Cependant, ce travail est de la plus haute importance pour les Canadiens et les Canadiennes. Il constitue un maillon essentiel d’une démocratie saine. Et la démocratie est une chose fragile. Aucune des étapes qui nous y ont conduits ne doit être tenue pour acquise, et nous devons poursuivre notre quête pour l’améliorer encore.

Alors quand vous réfléchissez à l’avenir, n’oubliez jamais l’importance de votre contribution à cette démocratie. Les Canadiens et les Canadiennes comptent sur vous.

Nouvelles du Commissariat à l'information

J'aimerais maintenant prendre un moment afin de vous parler de certains projets sur lesquels nous travaillons présentement au Commissariat à l'information, et qui pourraient être intéressants pour vous et vos organisations.

Comme plusieurs d'entre vous, nous avons connu un automne extrêmement occupé. 

Nous poursuivons nos enquêtes et nos divers travaux, tout en nous assurant de préparer la transition qu'entraînera la nomination éventuelle d'un nouveau ou d'une nouvelle commissaire.

Cet après-midi, la commissaire demandera au comité ETHI d'approuver l'obtention de fonds supplémentaires qui nous permettront de continuer à traiter notre inventaire de plaintes.

Le Commissariat publiera également deux avis d'information: un sur l'utilisation du paragraphe 10 (2), y compris notre avis concernant les situations où il est permis de ne pas confirmer ou nier l'existence de dossiers, et l'autre sur les implications de la décision Porter relative aux renseignements sur des tiers. Nous souhaitons consulter les institutions concernant ces avis dans un avenir rapproché.

Nous prévoyons également procéder au lancement de notre premier formulaire de plainte en ligne le 6 décembre prochain.

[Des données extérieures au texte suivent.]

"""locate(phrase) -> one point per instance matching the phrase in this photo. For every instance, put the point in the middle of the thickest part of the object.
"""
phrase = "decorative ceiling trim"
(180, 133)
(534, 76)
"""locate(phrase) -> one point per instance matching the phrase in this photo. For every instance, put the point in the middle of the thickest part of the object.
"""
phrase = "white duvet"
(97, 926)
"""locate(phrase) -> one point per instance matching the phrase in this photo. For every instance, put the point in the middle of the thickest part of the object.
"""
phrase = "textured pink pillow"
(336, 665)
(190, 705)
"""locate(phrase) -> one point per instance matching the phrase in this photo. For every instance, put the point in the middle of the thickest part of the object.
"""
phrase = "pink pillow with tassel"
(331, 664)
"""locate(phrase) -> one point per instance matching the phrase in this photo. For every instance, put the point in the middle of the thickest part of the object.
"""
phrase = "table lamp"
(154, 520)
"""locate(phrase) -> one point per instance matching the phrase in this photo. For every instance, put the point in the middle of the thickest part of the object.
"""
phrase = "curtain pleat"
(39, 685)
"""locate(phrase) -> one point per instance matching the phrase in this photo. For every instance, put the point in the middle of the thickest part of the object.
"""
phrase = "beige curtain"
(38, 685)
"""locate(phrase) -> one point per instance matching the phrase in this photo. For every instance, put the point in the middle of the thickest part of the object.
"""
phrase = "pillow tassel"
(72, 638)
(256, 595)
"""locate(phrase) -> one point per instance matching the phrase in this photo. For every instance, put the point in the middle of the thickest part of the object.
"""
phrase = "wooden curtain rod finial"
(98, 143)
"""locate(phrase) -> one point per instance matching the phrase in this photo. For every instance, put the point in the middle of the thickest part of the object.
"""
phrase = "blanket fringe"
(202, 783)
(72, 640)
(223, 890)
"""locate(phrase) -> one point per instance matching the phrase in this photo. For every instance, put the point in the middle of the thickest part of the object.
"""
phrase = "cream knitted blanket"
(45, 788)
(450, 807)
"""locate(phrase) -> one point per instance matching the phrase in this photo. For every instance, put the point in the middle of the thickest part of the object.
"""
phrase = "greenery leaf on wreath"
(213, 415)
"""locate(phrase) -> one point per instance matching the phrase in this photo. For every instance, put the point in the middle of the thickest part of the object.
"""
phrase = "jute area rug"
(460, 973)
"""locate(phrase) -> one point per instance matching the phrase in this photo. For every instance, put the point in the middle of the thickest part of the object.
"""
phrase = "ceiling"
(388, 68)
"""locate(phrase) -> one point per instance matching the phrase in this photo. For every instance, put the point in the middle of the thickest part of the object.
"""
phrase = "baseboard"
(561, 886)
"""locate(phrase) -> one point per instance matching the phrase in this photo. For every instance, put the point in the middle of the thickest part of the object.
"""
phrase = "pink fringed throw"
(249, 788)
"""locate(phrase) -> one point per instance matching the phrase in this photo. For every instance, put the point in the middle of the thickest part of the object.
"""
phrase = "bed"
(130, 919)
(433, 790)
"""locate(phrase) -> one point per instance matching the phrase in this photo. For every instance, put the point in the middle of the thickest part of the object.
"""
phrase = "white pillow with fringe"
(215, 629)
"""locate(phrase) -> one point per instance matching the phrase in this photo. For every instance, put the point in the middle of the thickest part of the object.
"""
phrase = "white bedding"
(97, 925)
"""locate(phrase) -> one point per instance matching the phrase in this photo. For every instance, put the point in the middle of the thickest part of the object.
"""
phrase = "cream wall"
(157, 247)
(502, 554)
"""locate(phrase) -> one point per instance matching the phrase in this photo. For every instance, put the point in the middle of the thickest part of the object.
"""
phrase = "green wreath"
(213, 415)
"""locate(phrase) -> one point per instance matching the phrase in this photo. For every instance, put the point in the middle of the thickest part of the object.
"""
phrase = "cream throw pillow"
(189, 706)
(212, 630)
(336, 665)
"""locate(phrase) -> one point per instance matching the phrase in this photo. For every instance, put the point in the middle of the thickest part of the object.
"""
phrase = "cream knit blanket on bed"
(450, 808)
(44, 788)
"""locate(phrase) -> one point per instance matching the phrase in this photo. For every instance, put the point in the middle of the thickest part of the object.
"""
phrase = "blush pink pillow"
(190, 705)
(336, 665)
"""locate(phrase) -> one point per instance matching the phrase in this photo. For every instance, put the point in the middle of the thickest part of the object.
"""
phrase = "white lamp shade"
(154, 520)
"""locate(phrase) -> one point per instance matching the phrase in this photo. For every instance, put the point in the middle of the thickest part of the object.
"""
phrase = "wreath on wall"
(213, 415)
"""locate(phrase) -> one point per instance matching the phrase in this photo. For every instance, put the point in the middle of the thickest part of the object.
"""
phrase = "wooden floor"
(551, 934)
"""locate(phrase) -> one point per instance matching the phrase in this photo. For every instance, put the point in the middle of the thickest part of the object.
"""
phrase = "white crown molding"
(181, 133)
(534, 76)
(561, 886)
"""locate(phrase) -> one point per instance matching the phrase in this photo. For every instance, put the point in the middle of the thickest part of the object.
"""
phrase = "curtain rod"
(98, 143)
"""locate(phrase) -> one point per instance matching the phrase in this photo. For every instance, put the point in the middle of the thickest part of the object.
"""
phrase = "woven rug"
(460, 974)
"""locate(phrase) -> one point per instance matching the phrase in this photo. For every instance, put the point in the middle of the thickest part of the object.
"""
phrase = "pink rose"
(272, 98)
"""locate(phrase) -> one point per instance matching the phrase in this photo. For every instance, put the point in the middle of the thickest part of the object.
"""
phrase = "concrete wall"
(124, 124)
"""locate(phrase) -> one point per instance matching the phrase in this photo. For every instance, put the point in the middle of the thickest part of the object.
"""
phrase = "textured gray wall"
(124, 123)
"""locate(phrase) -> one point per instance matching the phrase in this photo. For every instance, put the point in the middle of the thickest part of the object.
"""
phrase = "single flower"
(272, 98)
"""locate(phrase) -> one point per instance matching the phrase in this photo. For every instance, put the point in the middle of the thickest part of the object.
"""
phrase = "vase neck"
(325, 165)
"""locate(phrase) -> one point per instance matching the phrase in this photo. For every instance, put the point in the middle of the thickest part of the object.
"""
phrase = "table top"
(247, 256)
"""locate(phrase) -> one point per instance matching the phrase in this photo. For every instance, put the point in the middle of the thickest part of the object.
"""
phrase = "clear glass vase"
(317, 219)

Cette application a été développée en consultation avec les intervenants, les journalistes et les coordonnateurs. Nous avons reçu de nombreux commentaires que nous avons été en mesure de mettre en œuvre. Ce formulaire en ligne est un travail évolutif et il est toujours possible de l'améliorer. Nous serons donc heureux de recevoir vos commentaires et suggestions lorsque vous aurez eu la chance de vous familiariser davantage avec l'application!

Nous avons également plusieurs dossiers en litige. Ma collègue en discutera plus tard en après-midi.

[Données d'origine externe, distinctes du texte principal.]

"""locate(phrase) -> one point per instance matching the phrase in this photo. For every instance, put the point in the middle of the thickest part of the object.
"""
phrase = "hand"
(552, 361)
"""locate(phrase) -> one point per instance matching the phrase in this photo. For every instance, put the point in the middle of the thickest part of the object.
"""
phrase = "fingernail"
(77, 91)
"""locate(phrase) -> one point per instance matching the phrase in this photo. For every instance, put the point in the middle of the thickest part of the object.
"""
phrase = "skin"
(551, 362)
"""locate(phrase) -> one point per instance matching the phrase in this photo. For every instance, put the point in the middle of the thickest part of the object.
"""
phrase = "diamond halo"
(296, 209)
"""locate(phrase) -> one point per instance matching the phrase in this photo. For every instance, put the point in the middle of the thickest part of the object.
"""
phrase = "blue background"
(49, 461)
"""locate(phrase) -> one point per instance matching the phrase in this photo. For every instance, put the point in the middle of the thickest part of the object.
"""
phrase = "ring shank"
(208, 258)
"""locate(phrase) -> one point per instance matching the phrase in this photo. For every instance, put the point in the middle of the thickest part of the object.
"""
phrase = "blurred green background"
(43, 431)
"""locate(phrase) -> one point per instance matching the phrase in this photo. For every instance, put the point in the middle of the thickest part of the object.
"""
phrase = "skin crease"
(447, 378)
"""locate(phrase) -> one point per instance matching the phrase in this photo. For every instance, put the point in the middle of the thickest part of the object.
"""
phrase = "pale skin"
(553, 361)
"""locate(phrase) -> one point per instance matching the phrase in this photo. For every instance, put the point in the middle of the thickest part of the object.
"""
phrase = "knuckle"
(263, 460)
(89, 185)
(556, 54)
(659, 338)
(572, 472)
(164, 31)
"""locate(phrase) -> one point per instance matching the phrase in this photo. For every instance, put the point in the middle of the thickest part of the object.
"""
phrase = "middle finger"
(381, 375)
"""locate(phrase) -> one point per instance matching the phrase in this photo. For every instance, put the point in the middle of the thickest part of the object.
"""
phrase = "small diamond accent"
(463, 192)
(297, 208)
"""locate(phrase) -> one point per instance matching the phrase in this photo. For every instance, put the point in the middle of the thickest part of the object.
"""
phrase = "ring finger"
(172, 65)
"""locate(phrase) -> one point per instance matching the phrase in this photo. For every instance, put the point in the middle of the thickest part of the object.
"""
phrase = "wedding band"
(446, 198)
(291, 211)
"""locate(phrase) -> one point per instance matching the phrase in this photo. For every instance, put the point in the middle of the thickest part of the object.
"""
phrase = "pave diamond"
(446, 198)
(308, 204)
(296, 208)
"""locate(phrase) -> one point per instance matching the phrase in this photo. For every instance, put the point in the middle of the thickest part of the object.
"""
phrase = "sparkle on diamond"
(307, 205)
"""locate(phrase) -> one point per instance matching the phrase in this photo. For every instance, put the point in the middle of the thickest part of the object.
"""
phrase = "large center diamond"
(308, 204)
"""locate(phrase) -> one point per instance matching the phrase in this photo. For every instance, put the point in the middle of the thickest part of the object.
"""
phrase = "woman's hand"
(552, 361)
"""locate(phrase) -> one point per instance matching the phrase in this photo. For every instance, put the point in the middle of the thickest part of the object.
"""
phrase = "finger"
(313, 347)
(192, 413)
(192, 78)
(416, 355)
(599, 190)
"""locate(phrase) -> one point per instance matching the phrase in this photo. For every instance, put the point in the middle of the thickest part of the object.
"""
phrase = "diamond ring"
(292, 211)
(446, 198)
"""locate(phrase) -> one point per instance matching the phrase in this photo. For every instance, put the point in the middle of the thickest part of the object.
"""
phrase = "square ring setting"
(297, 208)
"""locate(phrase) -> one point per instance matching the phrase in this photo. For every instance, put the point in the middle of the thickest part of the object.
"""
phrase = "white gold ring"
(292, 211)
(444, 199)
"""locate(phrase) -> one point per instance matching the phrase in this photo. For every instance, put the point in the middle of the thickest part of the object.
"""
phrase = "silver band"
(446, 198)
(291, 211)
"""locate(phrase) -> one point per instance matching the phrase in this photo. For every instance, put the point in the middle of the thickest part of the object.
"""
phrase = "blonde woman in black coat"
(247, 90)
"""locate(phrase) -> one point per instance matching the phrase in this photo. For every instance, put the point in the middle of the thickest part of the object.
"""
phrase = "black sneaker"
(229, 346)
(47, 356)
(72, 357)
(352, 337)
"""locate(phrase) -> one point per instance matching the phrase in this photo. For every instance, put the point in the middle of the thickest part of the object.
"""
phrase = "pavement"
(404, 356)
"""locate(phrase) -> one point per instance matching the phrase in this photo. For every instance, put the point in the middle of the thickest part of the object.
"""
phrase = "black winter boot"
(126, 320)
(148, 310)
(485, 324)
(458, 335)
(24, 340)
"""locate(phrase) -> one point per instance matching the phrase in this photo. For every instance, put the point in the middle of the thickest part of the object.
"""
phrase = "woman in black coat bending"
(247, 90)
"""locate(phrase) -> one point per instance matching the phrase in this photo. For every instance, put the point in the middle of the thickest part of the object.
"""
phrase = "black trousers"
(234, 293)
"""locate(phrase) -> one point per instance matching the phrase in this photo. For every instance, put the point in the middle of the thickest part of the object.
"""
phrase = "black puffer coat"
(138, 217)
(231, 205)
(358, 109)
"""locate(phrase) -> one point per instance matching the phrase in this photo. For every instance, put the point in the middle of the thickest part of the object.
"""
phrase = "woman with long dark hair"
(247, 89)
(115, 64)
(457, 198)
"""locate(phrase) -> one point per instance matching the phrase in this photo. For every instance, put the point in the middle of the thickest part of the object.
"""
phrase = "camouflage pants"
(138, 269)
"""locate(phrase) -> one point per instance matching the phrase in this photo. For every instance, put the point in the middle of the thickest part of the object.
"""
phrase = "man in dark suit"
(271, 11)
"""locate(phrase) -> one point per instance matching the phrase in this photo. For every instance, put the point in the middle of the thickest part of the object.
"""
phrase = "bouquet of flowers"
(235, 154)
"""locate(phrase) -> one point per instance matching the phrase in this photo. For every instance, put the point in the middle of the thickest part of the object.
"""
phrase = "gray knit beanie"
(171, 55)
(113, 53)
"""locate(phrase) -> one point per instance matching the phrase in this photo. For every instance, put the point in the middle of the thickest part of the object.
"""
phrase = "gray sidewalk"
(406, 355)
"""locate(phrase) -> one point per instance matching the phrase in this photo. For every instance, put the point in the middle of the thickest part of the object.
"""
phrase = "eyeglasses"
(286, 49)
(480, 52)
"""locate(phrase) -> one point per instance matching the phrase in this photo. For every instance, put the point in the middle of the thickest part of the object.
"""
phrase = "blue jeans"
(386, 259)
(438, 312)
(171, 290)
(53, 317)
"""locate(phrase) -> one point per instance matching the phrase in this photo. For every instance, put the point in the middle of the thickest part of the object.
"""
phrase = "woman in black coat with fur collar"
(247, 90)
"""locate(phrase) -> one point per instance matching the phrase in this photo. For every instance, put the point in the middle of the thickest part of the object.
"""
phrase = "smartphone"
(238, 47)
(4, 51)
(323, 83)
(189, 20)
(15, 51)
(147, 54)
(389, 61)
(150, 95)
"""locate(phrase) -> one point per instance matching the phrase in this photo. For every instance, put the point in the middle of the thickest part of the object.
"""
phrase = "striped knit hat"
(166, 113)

Et bien sûr, je ne peux pas continuer ma présentation sans mentionner le projet de loi C-58.

Suite au dépôt du projet de loi en juin dernier, la commissaire a déposé un rapport au Parlement. Ce rapport examine plusieurs inquiétudes quant aux propositions du gouvernement.

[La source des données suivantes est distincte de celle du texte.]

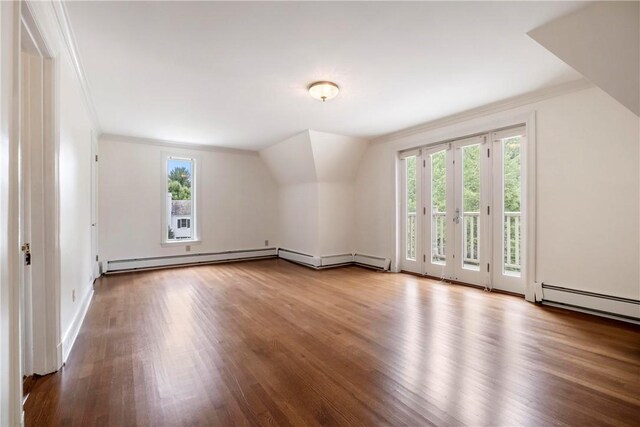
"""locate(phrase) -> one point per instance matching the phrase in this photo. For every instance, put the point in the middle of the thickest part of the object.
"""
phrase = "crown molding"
(494, 107)
(62, 19)
(175, 144)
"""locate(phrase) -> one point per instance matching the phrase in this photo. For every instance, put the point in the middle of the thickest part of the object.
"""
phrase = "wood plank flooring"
(273, 343)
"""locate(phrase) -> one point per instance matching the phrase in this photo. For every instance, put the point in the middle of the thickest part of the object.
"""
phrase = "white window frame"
(166, 220)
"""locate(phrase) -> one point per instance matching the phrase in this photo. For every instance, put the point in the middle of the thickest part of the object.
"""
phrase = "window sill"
(180, 243)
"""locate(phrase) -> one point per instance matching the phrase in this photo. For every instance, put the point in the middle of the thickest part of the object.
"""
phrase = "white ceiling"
(234, 74)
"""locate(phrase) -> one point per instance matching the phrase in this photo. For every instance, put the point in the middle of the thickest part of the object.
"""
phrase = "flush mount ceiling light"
(323, 91)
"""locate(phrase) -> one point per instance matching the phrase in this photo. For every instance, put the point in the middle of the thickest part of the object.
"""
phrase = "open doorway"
(38, 204)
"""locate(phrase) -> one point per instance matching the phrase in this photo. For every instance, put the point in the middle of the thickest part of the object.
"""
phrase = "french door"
(462, 216)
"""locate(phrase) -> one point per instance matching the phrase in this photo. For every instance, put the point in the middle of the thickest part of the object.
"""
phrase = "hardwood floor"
(273, 343)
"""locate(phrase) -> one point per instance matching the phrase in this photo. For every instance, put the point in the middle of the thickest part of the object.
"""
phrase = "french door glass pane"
(512, 173)
(410, 164)
(179, 199)
(471, 206)
(438, 207)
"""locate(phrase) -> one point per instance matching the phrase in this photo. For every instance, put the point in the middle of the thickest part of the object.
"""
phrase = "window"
(410, 197)
(179, 217)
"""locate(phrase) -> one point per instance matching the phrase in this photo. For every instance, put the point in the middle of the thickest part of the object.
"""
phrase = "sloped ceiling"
(602, 42)
(313, 156)
(234, 74)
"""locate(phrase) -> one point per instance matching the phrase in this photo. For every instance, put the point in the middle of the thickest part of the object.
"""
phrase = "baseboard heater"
(327, 261)
(123, 265)
(599, 304)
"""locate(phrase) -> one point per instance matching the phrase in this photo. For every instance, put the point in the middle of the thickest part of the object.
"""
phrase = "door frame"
(94, 207)
(44, 301)
(482, 276)
(500, 280)
(10, 377)
(430, 268)
(414, 266)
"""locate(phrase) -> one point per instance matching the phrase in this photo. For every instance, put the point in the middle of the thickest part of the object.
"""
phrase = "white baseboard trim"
(327, 261)
(317, 262)
(372, 261)
(72, 332)
(300, 257)
(336, 260)
(599, 304)
(122, 265)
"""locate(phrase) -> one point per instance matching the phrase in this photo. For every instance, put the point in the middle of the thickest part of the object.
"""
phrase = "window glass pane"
(471, 206)
(512, 173)
(438, 207)
(179, 199)
(410, 165)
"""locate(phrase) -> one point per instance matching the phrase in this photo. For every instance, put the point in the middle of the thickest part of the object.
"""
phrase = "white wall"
(237, 200)
(588, 193)
(298, 217)
(75, 197)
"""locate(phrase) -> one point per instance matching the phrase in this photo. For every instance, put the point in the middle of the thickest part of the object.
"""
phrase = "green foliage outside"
(471, 182)
(180, 183)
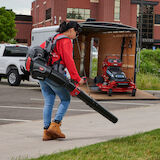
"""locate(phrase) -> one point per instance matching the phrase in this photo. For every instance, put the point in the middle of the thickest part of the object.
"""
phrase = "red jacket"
(64, 49)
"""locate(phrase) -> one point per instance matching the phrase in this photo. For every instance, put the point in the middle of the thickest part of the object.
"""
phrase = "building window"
(77, 13)
(48, 13)
(117, 10)
(147, 25)
(157, 19)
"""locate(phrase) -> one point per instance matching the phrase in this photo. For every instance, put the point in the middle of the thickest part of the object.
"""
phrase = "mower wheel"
(133, 92)
(98, 79)
(110, 92)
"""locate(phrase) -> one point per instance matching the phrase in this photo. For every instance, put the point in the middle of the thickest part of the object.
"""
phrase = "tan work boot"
(55, 131)
(47, 136)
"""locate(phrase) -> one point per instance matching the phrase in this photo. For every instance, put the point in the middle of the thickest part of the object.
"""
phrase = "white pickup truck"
(12, 56)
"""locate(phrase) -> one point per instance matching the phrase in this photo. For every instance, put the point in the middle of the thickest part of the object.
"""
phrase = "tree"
(7, 25)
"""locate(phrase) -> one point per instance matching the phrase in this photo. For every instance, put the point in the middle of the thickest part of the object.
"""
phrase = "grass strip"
(144, 146)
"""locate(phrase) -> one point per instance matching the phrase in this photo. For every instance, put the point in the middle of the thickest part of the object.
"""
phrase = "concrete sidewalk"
(24, 139)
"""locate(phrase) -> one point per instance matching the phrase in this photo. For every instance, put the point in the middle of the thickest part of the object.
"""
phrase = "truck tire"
(14, 78)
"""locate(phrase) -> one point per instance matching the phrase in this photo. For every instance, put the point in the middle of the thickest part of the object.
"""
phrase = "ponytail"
(63, 27)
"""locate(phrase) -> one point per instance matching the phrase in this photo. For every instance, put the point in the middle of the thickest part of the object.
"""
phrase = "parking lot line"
(14, 120)
(102, 102)
(36, 108)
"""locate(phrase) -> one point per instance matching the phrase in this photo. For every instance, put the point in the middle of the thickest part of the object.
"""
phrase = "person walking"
(62, 53)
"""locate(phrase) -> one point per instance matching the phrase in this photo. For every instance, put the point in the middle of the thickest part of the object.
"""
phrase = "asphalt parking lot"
(25, 103)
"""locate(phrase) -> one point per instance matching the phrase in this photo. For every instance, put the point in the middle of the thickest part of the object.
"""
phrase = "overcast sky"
(18, 6)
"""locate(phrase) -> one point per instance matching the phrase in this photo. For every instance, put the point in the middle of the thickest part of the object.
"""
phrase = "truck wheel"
(110, 92)
(98, 79)
(14, 78)
(133, 92)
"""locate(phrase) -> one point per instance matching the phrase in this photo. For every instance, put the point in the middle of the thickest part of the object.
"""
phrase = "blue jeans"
(49, 90)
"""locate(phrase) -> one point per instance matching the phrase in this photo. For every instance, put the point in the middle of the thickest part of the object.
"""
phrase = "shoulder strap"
(56, 39)
(51, 42)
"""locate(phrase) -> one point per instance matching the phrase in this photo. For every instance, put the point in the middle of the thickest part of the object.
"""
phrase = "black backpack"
(38, 52)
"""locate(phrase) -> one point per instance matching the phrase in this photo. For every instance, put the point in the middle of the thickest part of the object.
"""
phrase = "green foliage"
(148, 81)
(7, 25)
(150, 61)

Les inquiétudes portent en partie sur les éléments suivants :

  1. les critères précis devant être satisfaits pour qu'une demande d'accès soit examinée, selon l’article 6, les demandeurs devront indiquer le sujet, le type de document demandé ainsi que la période couverte par la demande de documents.
  1. la possibilité d’exiger des frais de nouveau. Le projet de loi prévoit l’adoption possible de règlements qui permettraient l’imposition de frais.
  1. le nouveau modèle d’examen contemplé. L’efficacité d’un vrai modèle d’ordonnances ne sera pas atteinte avec le modèle proposé. De plus, la nécessité de l’intervention du commissaire à la vie privée tôt dans nos processus d’enquêtes nuira à l’efficacité des enquêtes.

Le comité mandaté pour revoir le projet de loi a formulé certaines recommandations que le commissariat examine.

Le projet de loi est toujours devant le Parlement et nous attendons la troisième lecture. Le projet de loi devrait ensuite poursuivre son parcours législatif jusqu'au Sénat.

Mot de la fin

Pour conclure, nous devrons travailler ensemble à l’élaboration de processus communs et d’un consensus afin de mettre en œuvre le projet de loi C-58, quelle qu’en sera la forme lorsqu’il aura reçu la sanction royale.

Nous devrons également travailler ensemble pour faire avancer les projets liés au gouvernement ouvert, y compris l’information ouverte, avec une vision intégrée.

Pour l’avenir, nous continuerons à compter sur votre appui au bénéfice de tous les Canadiens et de toutes les Canadiennes.

Je vous remercie de votre attention et je répondrai volontiers à toutes vos questions.